Conclusions: Simian adenoviral vectored vaccines encoding genetic segments that are conserved between all major HCV genotypes contain multiple T-cell epitopes and are highly immunogenic in pre-clinical models. These studies pave the way for the assessment of multi-genotypic HCV T-cell vaccines in humans.
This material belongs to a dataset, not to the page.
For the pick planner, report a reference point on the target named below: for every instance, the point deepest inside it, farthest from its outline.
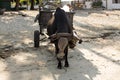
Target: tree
(32, 4)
Keywords: Conserved segments; Cross-reactivity; HCV vaccine; Simian adenovirus; T cell.

Fig. 1

Sequence diversity plot of the full HCV genome with defined conserved HCV segments. (A) Sequence diversity (normalized raw diversity, NDR) for an example sequence dataset is shown for the full HCV genome (sequence dataset HCV GT1/3a, containing 72 sequences) using a window size of W = 20. For vaccine design, segments with variability below 25% of the overall diversity distribution (first quartile Θ, marked blue) were defined as conserved and selected for conserved immunogens. For visualization purposes, diversity obtained from hamming distance measures (NDR) is normalized to 1 using the maximum found (black full line). Gaps in the dataset were ignored in the calculation of NDR, and we therefore present the sequence coverage used for the NDR measurement at each window (orange full line). Boundaries of genome regions are marked by vertical dashed lines, with gene nomenclature on the top. (B) Schematics of long and (C) short versions of conserved HCV immunogens for HCV GT1 (red), GT1/3 (orange) and GT1-6 (blue) are depicted.

Fig. 2

Patient sequence selection for final immunogen design. (A) Similarity of subtype consensus sequences (depicted as coloured spots) to overall consensus sequences at each conserved segment, shown for analyses HCV GT1 (a, left), HCV GT1/3 (b, middle) and HCV GT1-6 (c, right) immunogens. Conserved segment ID numbers (as defined in Supplementary Fig. S2) are marked on the y-axis. (B) Overall similarity between subtype consensus sequences and overall consensus sequences for all conserved segments of analyses HCV GT1 (left), HCV GT1/3 (middle) and HCV GT1-6 (right). Cons: consensus.

Fig. 3

Epitopes defined in natural HCV genotype-1 and genotype-3 infection populate HCV conserved and variable regions. HCV sequence heterogeneity (top panel, normalized raw diversity [NDR]) as defined for HCV GT1-6 with conserved regions marked blue and HCV epitopes described in natural HCV infection (bottom panels) are shown. T-cell epitopes described in natural HCV infection are depicted for HCV genotype-1 CD8 (green) and CD4 (red) epitopes, and HCV genotype-3 CD8 (purple) and CD4 (blue) epitopes.

Fig. 4

Production of HCV conserved immunogens and pre-clinical assessment in mice. (A) Core expression analysis from ChAdOx1 based vaccines encoding 6 different conserved HCV immunogens in HEK293A cells at a MOI of 100 after an infection duration of 24 h. Controls included a ChAdOx1 vector and a pENTR4-HCV-GT1-6-long-TPA construct. M – Marker Precision Plus Dual Color (BioRad). (B) Magnitude of murine splenocyte-derived T-cell responses measured in IFNγ-ELISpot assays using HCV genotype-1a, genotype-1b and genotype-3a peptide pools in C57BL6 mice vaccinated with the viral vector ChAdOx1 containing the long construct of conserved HCV GT1-6 immunogen (ChAdOx1-gt1-6L-TPA) 2 weeks after immunization at dose 1 × 10⁸ I.U. given intramuscularly. Spot-forming units (SFU) were normalized to 10⁶ cells. Results were defined as significant when p < .05 when compared with the DMSO background (Mann-Whitney test). (C and D) Total magnitude of C57BL6 splenocyte-derived CD4 (C) and CD8 (D) T-cell responses measured in intracellular staining assays and flow cytometry analysis. IFNγ⁺ and TNFα⁺,cytokine production following stimulation with core-E1-E2, NS3-4, and NS5 peptide pools for genotype-1a and -3a was assessed. Mice were sacrificed 2-weeks after immunization with ChAdOx1-gt1-6L-TPA at dose 1 × 10⁸ I.U. given intramuscularly (I.M.).